JLarge, I so hear you. In September, I weighed more than 250 pounds -- and I'm a girl.

So imagine your weight on someone much shorter. It's NOT a pretty picture.

I've lost 25.5 pounds since Oct. 1 and I'm really excited about my progress.

When I began exercising again in August after a year of rotting on the couch, I couldn't even walk a mile. On Saturday, I walked a 5K in 13 min/miles and won a medal for being third overall (second female) in the competitive walk division. I've been walking only to avoid injury, but my trainer says I can begin jogging on Christmas Day.

For me the most important thing is counting EVERY SINGLE CALORIE that goes into my mouth. In the past, I was active (did two sprint tris) but did not lose weight because I'd eat so much. A 40-mile bike ride isn't going to help you lose weight if you eat 1,000 calories beforehand, 1,000 on the ride and 3,000 calories afterwards.

Tracking calories will help you know if you're eating too much or not enough. Also strive for a good mix among carbs, protein and fat. I personally shoot for 50-25-25.

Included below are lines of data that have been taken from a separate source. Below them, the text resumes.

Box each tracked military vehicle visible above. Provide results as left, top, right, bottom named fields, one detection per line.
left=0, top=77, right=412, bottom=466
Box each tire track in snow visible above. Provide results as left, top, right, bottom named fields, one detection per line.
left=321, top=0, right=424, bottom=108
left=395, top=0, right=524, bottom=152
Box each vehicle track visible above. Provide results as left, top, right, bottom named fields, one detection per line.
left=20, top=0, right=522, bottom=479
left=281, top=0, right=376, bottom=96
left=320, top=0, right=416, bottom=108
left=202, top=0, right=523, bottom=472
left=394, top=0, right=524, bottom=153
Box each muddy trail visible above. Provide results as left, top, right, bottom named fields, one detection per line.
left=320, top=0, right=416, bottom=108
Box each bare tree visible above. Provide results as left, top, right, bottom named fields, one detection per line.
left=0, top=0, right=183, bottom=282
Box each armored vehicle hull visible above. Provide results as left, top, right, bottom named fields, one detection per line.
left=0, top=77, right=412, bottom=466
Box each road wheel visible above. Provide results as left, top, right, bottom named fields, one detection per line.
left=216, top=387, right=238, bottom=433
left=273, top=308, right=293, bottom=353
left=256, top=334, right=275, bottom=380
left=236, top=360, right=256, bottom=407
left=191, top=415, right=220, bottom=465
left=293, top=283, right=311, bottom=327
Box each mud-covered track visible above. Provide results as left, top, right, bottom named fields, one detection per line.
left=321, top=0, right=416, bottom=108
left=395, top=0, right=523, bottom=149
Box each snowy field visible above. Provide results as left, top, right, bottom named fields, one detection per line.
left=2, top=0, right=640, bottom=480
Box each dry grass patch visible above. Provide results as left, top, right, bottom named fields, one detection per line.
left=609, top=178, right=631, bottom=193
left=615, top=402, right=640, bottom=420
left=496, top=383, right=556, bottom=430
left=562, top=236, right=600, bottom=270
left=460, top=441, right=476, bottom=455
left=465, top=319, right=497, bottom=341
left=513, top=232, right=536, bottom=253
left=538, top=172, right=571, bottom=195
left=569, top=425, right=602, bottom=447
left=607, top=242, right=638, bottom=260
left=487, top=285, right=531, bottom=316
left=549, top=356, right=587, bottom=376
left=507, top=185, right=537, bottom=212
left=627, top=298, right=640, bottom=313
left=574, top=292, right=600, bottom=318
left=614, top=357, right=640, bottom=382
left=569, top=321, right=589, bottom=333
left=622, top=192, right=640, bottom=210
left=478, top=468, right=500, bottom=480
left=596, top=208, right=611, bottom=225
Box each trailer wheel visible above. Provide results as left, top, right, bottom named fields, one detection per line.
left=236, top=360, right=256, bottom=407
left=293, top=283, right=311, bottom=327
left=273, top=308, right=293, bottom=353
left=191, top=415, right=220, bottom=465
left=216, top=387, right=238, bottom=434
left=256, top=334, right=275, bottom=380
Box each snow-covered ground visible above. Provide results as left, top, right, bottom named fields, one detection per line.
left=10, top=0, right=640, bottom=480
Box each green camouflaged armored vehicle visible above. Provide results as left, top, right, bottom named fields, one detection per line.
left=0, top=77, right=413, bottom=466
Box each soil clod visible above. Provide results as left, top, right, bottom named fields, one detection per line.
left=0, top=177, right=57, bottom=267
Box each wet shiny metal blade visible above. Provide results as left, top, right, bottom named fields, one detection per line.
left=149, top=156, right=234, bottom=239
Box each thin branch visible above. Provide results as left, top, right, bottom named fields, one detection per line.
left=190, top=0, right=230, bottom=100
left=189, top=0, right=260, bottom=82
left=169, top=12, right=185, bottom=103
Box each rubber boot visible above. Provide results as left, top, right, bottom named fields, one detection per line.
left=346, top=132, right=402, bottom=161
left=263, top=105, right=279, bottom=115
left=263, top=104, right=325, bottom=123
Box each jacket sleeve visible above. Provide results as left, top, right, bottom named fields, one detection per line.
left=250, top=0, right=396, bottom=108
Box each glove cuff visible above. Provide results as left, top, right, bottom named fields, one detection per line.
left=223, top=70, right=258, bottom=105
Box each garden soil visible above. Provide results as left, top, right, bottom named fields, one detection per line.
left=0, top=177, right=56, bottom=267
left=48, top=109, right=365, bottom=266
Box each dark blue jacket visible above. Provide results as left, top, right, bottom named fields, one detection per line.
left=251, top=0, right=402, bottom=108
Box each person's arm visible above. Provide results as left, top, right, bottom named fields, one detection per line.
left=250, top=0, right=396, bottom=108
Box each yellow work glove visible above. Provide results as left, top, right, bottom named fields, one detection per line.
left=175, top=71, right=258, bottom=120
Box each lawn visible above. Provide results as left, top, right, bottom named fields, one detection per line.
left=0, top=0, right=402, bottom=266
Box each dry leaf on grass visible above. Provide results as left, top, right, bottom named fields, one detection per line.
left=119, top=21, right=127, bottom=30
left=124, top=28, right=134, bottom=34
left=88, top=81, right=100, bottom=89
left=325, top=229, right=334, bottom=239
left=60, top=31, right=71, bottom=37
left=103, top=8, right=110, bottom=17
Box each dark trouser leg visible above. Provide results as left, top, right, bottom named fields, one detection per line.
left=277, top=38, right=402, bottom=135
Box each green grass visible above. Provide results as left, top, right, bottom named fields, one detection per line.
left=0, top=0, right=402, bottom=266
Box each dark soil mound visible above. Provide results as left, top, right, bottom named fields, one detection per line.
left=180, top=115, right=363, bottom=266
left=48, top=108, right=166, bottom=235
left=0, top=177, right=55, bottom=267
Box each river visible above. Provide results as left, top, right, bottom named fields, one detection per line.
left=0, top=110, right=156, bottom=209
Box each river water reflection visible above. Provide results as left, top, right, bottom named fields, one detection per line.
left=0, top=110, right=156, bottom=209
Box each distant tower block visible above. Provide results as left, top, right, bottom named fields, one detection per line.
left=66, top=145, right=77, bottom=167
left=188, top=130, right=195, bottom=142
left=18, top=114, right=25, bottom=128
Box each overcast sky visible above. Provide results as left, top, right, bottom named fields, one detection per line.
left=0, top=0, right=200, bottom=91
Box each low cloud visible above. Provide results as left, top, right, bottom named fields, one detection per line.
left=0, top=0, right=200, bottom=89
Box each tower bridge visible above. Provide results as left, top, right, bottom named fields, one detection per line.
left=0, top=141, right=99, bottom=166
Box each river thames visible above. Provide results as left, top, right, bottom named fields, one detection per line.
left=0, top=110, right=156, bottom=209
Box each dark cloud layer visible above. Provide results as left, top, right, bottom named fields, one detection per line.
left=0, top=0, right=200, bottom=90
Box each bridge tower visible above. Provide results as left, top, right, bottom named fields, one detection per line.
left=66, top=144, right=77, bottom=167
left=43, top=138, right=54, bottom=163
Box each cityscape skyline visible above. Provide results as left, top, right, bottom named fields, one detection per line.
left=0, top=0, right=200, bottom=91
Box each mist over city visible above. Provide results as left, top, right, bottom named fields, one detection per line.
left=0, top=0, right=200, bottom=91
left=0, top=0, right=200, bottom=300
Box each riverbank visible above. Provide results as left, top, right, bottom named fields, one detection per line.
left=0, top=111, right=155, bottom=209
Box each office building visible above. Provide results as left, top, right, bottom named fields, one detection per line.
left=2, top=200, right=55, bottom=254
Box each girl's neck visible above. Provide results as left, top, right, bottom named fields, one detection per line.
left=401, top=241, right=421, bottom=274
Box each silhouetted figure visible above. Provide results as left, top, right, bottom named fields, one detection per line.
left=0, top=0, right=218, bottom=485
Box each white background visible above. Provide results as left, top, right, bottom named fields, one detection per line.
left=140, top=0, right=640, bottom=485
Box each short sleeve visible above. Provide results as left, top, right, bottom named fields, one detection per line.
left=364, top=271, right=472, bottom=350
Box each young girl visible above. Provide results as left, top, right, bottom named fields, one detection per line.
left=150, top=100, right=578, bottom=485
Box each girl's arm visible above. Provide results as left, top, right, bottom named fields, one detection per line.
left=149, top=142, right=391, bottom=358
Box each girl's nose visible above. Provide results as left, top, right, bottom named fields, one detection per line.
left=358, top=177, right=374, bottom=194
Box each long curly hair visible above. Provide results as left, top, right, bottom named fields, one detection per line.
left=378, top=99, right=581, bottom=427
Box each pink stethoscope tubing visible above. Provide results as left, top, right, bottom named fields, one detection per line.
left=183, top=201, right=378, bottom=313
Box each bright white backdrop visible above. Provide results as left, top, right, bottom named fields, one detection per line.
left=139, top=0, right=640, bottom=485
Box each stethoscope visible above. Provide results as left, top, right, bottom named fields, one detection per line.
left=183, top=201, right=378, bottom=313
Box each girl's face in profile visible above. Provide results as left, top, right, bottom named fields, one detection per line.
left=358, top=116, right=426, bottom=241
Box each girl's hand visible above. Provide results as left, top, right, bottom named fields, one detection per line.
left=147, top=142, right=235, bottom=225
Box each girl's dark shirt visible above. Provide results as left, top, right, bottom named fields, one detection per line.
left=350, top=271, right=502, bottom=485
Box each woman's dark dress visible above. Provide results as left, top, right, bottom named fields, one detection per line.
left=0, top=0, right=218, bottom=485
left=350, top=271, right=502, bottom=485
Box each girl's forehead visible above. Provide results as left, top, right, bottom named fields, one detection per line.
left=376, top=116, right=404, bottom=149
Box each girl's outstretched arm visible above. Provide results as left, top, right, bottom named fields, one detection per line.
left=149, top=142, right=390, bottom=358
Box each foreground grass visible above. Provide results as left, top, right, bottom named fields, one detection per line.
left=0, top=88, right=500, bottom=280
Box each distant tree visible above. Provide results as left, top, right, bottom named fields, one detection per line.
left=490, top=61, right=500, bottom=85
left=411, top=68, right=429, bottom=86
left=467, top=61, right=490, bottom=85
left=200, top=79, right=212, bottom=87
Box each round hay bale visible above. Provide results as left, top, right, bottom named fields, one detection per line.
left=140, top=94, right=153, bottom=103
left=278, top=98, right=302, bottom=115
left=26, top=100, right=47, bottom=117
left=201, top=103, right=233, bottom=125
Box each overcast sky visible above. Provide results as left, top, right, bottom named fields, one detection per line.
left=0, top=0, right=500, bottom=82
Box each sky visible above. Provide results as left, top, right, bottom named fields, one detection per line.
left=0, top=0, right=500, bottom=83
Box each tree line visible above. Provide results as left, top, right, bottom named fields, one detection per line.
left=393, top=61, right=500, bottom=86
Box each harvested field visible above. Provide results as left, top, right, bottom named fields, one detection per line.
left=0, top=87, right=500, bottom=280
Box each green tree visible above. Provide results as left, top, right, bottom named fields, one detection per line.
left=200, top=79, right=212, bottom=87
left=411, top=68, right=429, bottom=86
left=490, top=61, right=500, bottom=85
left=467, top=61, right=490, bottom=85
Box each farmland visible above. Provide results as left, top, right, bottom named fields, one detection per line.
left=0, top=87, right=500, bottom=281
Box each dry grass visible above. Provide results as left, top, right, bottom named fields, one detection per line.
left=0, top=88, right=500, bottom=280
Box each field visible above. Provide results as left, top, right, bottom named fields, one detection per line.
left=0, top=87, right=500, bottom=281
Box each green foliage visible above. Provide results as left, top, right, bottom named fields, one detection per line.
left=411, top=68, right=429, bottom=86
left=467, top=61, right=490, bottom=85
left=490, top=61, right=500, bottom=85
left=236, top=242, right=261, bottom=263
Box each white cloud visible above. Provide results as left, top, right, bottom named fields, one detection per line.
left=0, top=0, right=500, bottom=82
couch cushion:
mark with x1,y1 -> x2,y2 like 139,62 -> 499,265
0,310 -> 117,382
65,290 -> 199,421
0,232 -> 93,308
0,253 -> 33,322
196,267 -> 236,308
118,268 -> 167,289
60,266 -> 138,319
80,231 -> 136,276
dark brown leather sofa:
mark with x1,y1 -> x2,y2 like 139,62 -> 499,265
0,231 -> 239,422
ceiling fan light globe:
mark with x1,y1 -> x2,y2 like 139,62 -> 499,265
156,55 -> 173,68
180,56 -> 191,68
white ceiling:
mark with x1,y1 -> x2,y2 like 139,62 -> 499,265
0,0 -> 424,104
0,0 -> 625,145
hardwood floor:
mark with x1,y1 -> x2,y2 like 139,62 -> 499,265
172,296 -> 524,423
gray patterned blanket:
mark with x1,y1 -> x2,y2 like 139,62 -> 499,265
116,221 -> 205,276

I surprisingly don't find myself very hungry all that often. I generally eat small meals/snacks at 8 a.m., 10 a.m., noon, 3 p.m., 5 p.m. and 8 p.m. (8 p.m. is late, but I work out at 6) Sure, at 11:30 a.m. I'm starving, but I take my time when I eat and I find much smaller portions are filling me up. Always take less food than you think you want, eat it and wait a few minutes. You'll be surprised at how often you're full from the smaller portions.

There are many calorie counting Web sites. I use calorieking.com's desktop software because it's a one-time fee and it's easy to use, but there are free versions (fitday.com) that also can get the job done.

Keep at it and don't give up. There have been hard days -- really hard days -- but if you stick with it the good days will certainly outnumber them in the end.

It's very easy to get discouraged when you have so far to go. I know that's the biggest challenge for me -- knowing that I have 75 pounds to go yet and even then I'll be athena weight. But I try not to think about that and just focus on gaining fitness, keeping my calories on target and not worrying so much about the scale.

Please, please, please PM me if you ever want to talk to someone who gets it or just want to rant. It can be really intimidating to try to do these things when you're overweight, and I know it's always a great comfort to know someone's listening.